Some of the highest ranked cities in America include San Francisco with an 86 out of 100, New York City with a 83 out of 100 and Boston with a 79 out 100. Each of these cities sits on the high end of the ‘very walkable’ bracket, suggesting that most errands can be easily accomplished on foot.
With a score of 37, Tuscaloosa sits in the middle of the ‘car-dependent’ category, where very few amenities can be easily reached by walking. When compared to the list of the 40 most and least walkable cities in America, Tuscaloosa’s score ranks the city below 39 of them, only narrowly outscoring Jacksonville, Fla. by one point.
It comes as no surprise to many students that Tuscaloosa received such a low score.
“Living on campus is hard enough to get anywhere without a car, but after living off campus for a year, I can’t imagine walking through life in Tuscaloosa,” Duncan Anderson, a junior majoring in public relations, said. “Pretty much anywhere you need to get to from off campus requires a car and finding a place to park where you won’t get ticketed makes traveling anywhere just as problematic.”

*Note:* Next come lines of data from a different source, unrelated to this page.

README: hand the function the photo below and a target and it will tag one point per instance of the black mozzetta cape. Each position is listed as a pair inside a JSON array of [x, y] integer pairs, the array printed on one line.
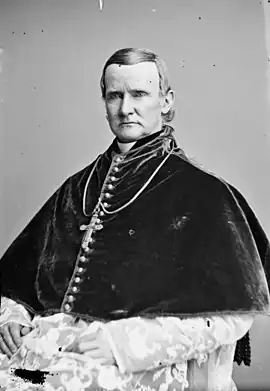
[[141, 233]]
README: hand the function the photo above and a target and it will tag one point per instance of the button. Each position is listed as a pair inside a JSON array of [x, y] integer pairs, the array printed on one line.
[[67, 307], [83, 227], [84, 246]]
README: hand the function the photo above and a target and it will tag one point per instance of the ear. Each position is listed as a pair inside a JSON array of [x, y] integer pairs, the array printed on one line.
[[168, 101]]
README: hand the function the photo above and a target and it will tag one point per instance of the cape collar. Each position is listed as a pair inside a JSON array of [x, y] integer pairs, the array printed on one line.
[[149, 143]]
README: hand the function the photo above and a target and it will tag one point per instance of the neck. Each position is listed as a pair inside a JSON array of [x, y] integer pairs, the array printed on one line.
[[125, 147]]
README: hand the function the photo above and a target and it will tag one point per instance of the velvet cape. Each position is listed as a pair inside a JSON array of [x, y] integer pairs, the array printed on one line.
[[187, 245]]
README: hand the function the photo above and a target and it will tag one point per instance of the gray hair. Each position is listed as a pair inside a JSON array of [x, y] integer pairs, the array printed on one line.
[[132, 56]]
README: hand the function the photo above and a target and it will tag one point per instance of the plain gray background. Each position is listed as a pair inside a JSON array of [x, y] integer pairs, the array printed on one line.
[[53, 122]]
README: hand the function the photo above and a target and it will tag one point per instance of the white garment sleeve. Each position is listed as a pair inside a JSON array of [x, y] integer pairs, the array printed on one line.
[[11, 311], [142, 344]]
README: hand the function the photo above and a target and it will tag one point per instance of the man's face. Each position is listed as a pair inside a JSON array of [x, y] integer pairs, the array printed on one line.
[[133, 101]]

With many students coming to school from out of state, cars aren’t always the first things on the checklist of many incoming students and parents. Many students decide instead to bring bikes to campus, a choice that can work well while living on campus but loses much of its viability as the students begin to commute.
“I think that biking to areas near campus is a definite alternative to driving, but there are still areas that are hard to reach off campus by bike or will at least take a long time to reach without a car,” Alec Vasquez, a junior majoring in marketing, said. “I’m really glad that I’m coming to Alabama from Georgia and have been fortunate enough to have my car here, but the students that are consigned to travelling everywhere by bike or by foot definitely fight an uphill battle with everything being located so far away.”
Conveniently, Walk Score is working on releasing another site, aptly named bikescore.com, which reviews the ability to bike in various cities across the United States. The site has already reviewed Tucson, Ariz., the home of the University of Arizona and another prominent college town, and plans to rank other college towns, as well as major cities, in the future.